Die Vereinte Dienstleistungsgewerkschaft (ver.di) kritisiert die geplante Etat-Senkung bei der Deutschen Welle, mit der eine Schrumpfung des deutschen Auslandssenders einhergehen wird. Stattdessen müsse eine ausreichende Finanzierung durch Bundesmittel gewährleistet werden.

In den Haushaltsberatungen des Deutschen Bundestages ist eine Reduzierung auf 395 Millionen Euro für den Etat der Deutschen Welle im kommenden Jahr vorgesehen, zuvor waren im Regierungsentwurf noch 405,5 Millionen Euro vorgelegt worden. Ver.di verurteilt diese Pläne und fordert stattdessen mehr als „vollmundige Beteuerungen“, so Christoph Schmitz-Dethlefsen, für Medien zuständiges Mitglied im ver.di-Bundesvorstand. .

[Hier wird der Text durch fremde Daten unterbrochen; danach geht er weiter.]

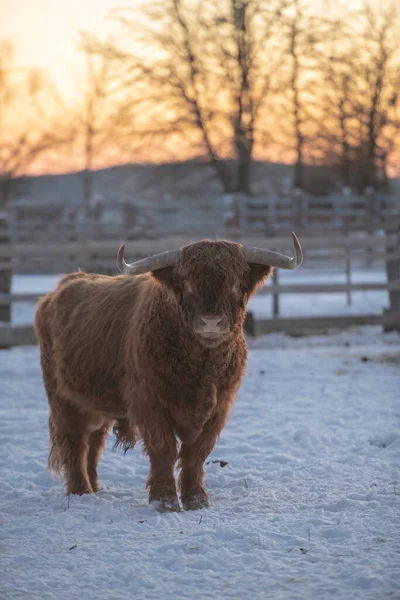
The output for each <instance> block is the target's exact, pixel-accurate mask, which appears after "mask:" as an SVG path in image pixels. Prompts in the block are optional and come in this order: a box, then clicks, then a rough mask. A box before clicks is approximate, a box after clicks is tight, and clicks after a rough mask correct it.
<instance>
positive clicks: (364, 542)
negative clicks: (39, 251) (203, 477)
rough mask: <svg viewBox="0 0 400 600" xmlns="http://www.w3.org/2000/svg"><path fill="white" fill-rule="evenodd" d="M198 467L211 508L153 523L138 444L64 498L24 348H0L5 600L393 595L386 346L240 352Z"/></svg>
mask: <svg viewBox="0 0 400 600" xmlns="http://www.w3.org/2000/svg"><path fill="white" fill-rule="evenodd" d="M251 347H252V349H251V350H250V357H249V366H248V374H247V376H246V378H245V381H244V383H243V386H242V388H241V391H240V394H239V398H238V400H237V403H236V406H235V408H234V411H233V413H232V415H231V418H230V420H229V423H228V424H227V426H226V428H225V429H224V431H223V433H222V436H221V439H220V441H219V443H218V444H217V447H216V449H215V450H214V452H213V453H212V456H211V457H210V460H215V461H218V460H222V461H226V462H227V465H226V466H224V467H223V468H221V466H220V464H219V463H217V462H215V463H212V462H211V463H210V464H208V465H207V467H206V472H207V474H206V485H207V486H208V489H209V490H210V492H211V501H212V506H211V508H210V509H207V510H202V511H198V512H182V513H174V514H162V515H161V514H158V513H156V512H155V511H154V509H153V508H152V507H149V506H148V505H147V501H146V492H145V480H146V476H147V470H148V465H147V460H146V458H145V457H144V456H143V455H142V453H141V451H140V449H139V448H137V449H134V450H133V451H131V452H129V453H127V454H126V456H124V455H123V454H122V453H120V452H112V451H111V446H112V443H113V439H112V438H110V440H109V443H108V446H107V448H106V451H105V453H104V456H103V459H102V461H101V463H100V479H101V483H102V485H103V490H102V491H101V492H99V493H98V494H96V495H92V496H84V497H76V496H71V497H69V498H67V497H66V496H65V495H64V493H63V490H62V487H61V484H60V483H59V482H57V481H54V480H53V479H52V478H51V476H50V475H49V473H48V472H47V471H46V460H47V449H48V434H47V401H46V399H45V393H44V390H43V386H42V380H41V374H40V368H39V352H38V349H37V348H16V349H14V350H10V351H1V352H0V391H1V394H0V410H1V419H0V465H1V471H0V478H1V481H0V522H1V530H2V533H1V536H2V541H1V554H0V569H1V570H0V597H1V598H2V599H4V600H19V599H29V600H36V599H41V600H53V599H54V600H67V599H68V600H75V599H76V600H78V599H79V600H94V599H96V600H97V599H107V600H108V599H109V600H114V599H116V600H117V599H118V600H119V599H121V598H135V599H137V600H152V599H157V600H159V598H161V597H162V598H163V599H164V600H177V599H185V600H186V599H187V600H197V599H202V600H203V599H204V598H210V599H215V600H228V599H235V600H236V599H237V600H246V599H251V600H261V599H267V598H268V599H269V598H273V599H279V600H281V599H285V600H286V599H287V600H297V599H299V600H300V599H307V600H310V599H318V600H320V599H322V600H325V599H328V598H335V599H336V598H339V599H342V600H352V599H355V598H358V599H363V600H378V599H379V600H381V599H385V598H388V599H389V598H400V518H399V516H400V427H399V425H400V336H398V335H396V334H381V333H380V332H379V331H378V330H377V329H375V328H373V329H365V330H358V331H357V332H355V333H351V332H346V333H341V334H340V335H337V336H329V337H322V336H321V337H316V338H301V339H295V340H291V339H289V338H285V337H283V336H280V335H275V336H268V337H266V338H262V339H258V340H254V341H252V342H251Z"/></svg>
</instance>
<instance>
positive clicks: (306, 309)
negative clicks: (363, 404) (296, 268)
mask: <svg viewBox="0 0 400 600" xmlns="http://www.w3.org/2000/svg"><path fill="white" fill-rule="evenodd" d="M58 279H59V275H16V276H15V277H14V279H13V284H12V289H13V292H15V293H25V292H26V293H36V292H37V293H41V292H43V293H45V292H48V291H50V290H52V289H54V287H55V286H56V284H57V281H58ZM279 281H280V283H285V284H293V285H300V284H303V283H314V284H317V283H345V274H344V272H343V271H339V270H336V271H325V272H322V271H317V270H315V269H306V268H302V269H299V270H298V271H289V272H288V271H280V272H279ZM352 281H353V282H354V283H367V282H374V283H384V282H385V281H386V273H385V271H384V270H383V269H377V268H374V269H371V268H370V269H367V268H363V269H362V268H356V269H354V271H353V272H352ZM387 306H388V294H387V292H384V291H380V292H371V291H366V292H353V294H352V304H351V305H350V306H349V305H348V304H347V297H346V294H344V293H339V294H336V293H335V294H334V293H330V294H326V293H325V294H282V295H281V296H280V316H282V317H294V316H297V317H301V316H328V315H346V314H354V315H357V314H367V313H371V314H376V313H382V312H383V309H384V308H386V307H387ZM249 309H250V310H251V311H253V312H254V313H255V315H256V316H257V317H266V318H268V317H271V316H272V297H271V295H265V294H258V295H257V296H255V297H254V298H252V300H251V301H250V303H249ZM34 310H35V307H34V304H32V303H27V302H19V303H16V304H14V305H13V316H12V318H13V322H14V323H15V324H16V325H20V324H25V323H31V322H32V321H33V315H34Z"/></svg>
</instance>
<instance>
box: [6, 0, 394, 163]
mask: <svg viewBox="0 0 400 600" xmlns="http://www.w3.org/2000/svg"><path fill="white" fill-rule="evenodd" d="M378 1H382V0H378ZM399 1H400V0H399ZM361 2H362V0H310V4H311V5H313V6H314V7H319V8H322V9H323V10H324V11H327V10H332V9H333V8H334V7H337V6H340V5H343V6H346V8H347V9H355V8H357V7H359V6H360V3H361ZM138 3H139V2H135V0H122V2H121V1H116V0H0V40H1V39H6V40H9V41H10V42H11V43H12V44H13V47H14V64H15V66H16V67H35V68H38V69H41V70H43V72H45V73H46V74H47V75H48V76H49V77H50V78H51V80H52V81H53V82H54V83H55V84H56V87H57V89H58V90H59V92H60V93H61V95H62V96H63V97H65V98H66V99H73V98H74V95H75V94H76V91H77V89H78V88H79V82H80V79H81V76H82V73H83V72H84V63H83V59H82V55H81V53H80V52H79V50H78V49H77V46H76V42H77V39H78V33H79V31H82V30H88V31H92V32H95V33H96V34H97V35H99V36H100V37H102V36H103V34H106V33H107V32H109V31H110V22H109V21H108V20H107V13H108V12H109V11H110V10H111V9H113V8H117V7H121V6H125V7H126V6H129V5H131V6H134V5H135V4H138ZM268 158H273V157H268ZM279 158H281V157H279ZM65 169H68V166H67V164H66V163H65V162H64V163H61V162H60V160H59V158H58V159H57V158H56V157H54V159H53V160H47V162H46V164H43V163H41V164H40V163H37V164H36V165H34V167H33V170H34V171H35V172H39V171H43V170H50V171H53V172H54V171H57V172H60V171H62V170H65Z"/></svg>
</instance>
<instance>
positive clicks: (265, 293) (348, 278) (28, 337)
mask: <svg viewBox="0 0 400 600" xmlns="http://www.w3.org/2000/svg"><path fill="white" fill-rule="evenodd" d="M391 227H392V229H393V230H392V231H388V232H386V234H383V232H382V231H380V232H378V233H377V232H375V233H366V232H363V233H361V232H358V233H354V232H348V233H347V234H343V233H338V232H336V233H334V234H332V235H328V234H325V235H321V234H319V233H318V234H315V235H310V232H308V235H304V236H303V235H302V236H301V237H300V239H301V243H302V247H303V250H304V256H305V264H307V263H308V264H310V265H316V264H319V265H320V266H321V265H323V264H327V265H329V266H331V265H332V264H333V263H335V264H336V265H337V264H339V265H342V268H343V272H344V273H345V276H346V281H345V282H344V283H330V282H327V283H318V284H316V283H309V284H306V283H302V284H299V285H297V284H290V285H287V284H280V283H279V278H278V275H276V276H275V279H274V281H273V283H272V285H268V286H265V287H264V288H263V289H262V291H261V293H264V294H269V295H272V296H273V299H274V318H272V319H256V318H255V316H254V315H252V314H251V313H249V314H248V317H247V321H246V328H247V331H248V333H249V334H251V335H260V334H262V333H268V332H270V331H285V332H288V333H299V332H310V331H320V330H321V329H329V328H332V327H339V328H342V327H349V326H353V325H375V324H376V325H382V326H384V327H385V328H393V329H397V330H400V245H399V244H400V227H399V224H398V222H397V221H396V220H393V223H391ZM238 240H239V241H240V242H241V243H242V244H244V245H252V246H260V247H265V246H266V238H265V236H263V235H258V236H254V237H249V238H245V237H240V236H239V238H238ZM124 241H126V239H125V237H124V232H121V233H120V235H119V236H118V237H116V238H115V239H110V240H109V239H107V240H84V241H82V240H80V241H74V242H69V243H68V242H67V243H66V242H62V243H51V244H46V243H43V242H42V243H37V242H23V243H22V242H21V243H15V242H13V243H10V242H8V241H7V240H5V242H4V243H1V244H0V264H1V262H2V261H3V262H4V265H5V269H8V270H10V266H11V263H12V264H13V265H14V266H15V265H16V264H17V265H18V263H20V264H21V263H31V264H32V263H33V262H36V261H38V263H40V261H43V260H47V261H50V262H51V261H52V262H53V263H54V264H56V265H57V266H59V265H60V263H62V265H63V270H64V272H68V271H70V270H74V269H77V268H79V267H80V268H83V269H85V270H89V271H90V270H96V271H112V272H114V273H115V272H116V263H115V258H114V257H115V255H116V251H117V249H118V247H119V245H120V244H121V243H122V242H124ZM191 241H194V240H193V238H192V237H191V236H190V235H185V236H183V235H181V236H170V237H165V238H159V239H155V240H136V241H130V242H128V243H127V249H126V252H127V256H128V257H129V259H130V260H135V259H139V258H142V257H144V256H148V255H149V254H154V253H157V252H160V251H163V250H170V249H173V248H176V247H180V246H182V245H184V244H186V243H190V242H191ZM268 246H269V247H270V248H272V249H274V250H277V251H280V252H285V253H291V252H292V242H291V239H290V236H289V235H280V236H275V237H271V238H269V239H268ZM111 257H113V258H111ZM355 260H358V261H362V262H363V263H371V262H374V261H378V260H379V261H381V262H383V261H384V262H385V263H386V272H387V281H386V282H384V283H373V282H358V283H354V282H352V280H351V277H352V267H353V263H354V261H355ZM0 270H1V269H0ZM57 272H58V273H59V272H60V270H58V271H57ZM275 273H278V271H275ZM368 290H370V291H382V290H386V291H387V292H388V295H389V299H390V309H389V312H387V313H384V314H382V315H358V316H346V317H343V316H341V317H318V318H316V317H307V318H305V317H304V318H288V319H284V318H281V317H280V316H279V297H280V296H281V295H282V294H298V293H300V294H315V293H345V294H346V295H347V299H348V303H350V302H351V294H352V293H353V292H357V291H368ZM39 297H40V294H34V293H30V294H18V293H17V294H15V293H11V294H10V293H9V292H7V291H4V290H1V289H0V314H1V311H2V310H3V309H5V313H4V311H3V314H6V313H7V311H8V312H9V308H10V306H11V304H12V303H14V302H36V301H37V300H38V298H39ZM35 341H36V338H35V335H34V332H33V329H32V327H31V326H27V327H25V328H15V327H11V325H7V326H4V325H3V326H1V327H0V347H2V346H3V347H4V346H7V345H20V344H25V343H29V344H31V343H35Z"/></svg>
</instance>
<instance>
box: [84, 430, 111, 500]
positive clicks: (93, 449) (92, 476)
mask: <svg viewBox="0 0 400 600" xmlns="http://www.w3.org/2000/svg"><path fill="white" fill-rule="evenodd" d="M111 423H112V422H111V421H106V422H105V423H103V425H102V426H101V427H100V428H99V429H97V430H96V431H93V432H92V433H91V434H90V437H89V452H88V457H87V472H88V476H89V482H90V485H91V488H92V490H93V492H95V493H96V492H98V491H99V489H100V485H99V479H98V476H97V465H98V464H99V460H100V458H101V454H102V452H103V450H104V446H105V444H106V439H107V436H108V431H109V429H110V427H111Z"/></svg>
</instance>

Erwartungen müssen erfüllt werden

„Kulturstaatsminister Wolfram Weimer muss für eine ausreichende Finanzierung eintreten, sonst wird er eine Schrumpfung der Deutschen Welle zu verantworten haben“, erklärte Schmitz-Dethlefsen. Für eine „Stärkung der Deutschen Welle als journalistische und demokratiefördernde Gegenkraft in einer zunehmend von Propaganda-Sendern und Digitalplattformen autokratischer Regime dominierten Medienwelt“ brauche es jetzt eine „realpolitische Stärke der Bundesregierung“. Andernfalls fehlten der Deutschen Welle Mittel und Personal, „um die Erwartungen an die vielfältigen auf vielen Digitalkanälen geforderten Aufgaben erfüllen zu können“.

Die Deutsche Welle wird anders als die übrigen öffentlich-rechtlichen Sender in der ARD, in ZDF und Deutschlandradio nicht aus der Rundfunkabgabe, sondern ausschließlich aus Mitteln im Rahmen des jährlichen Bundeshaushaltes finanziert.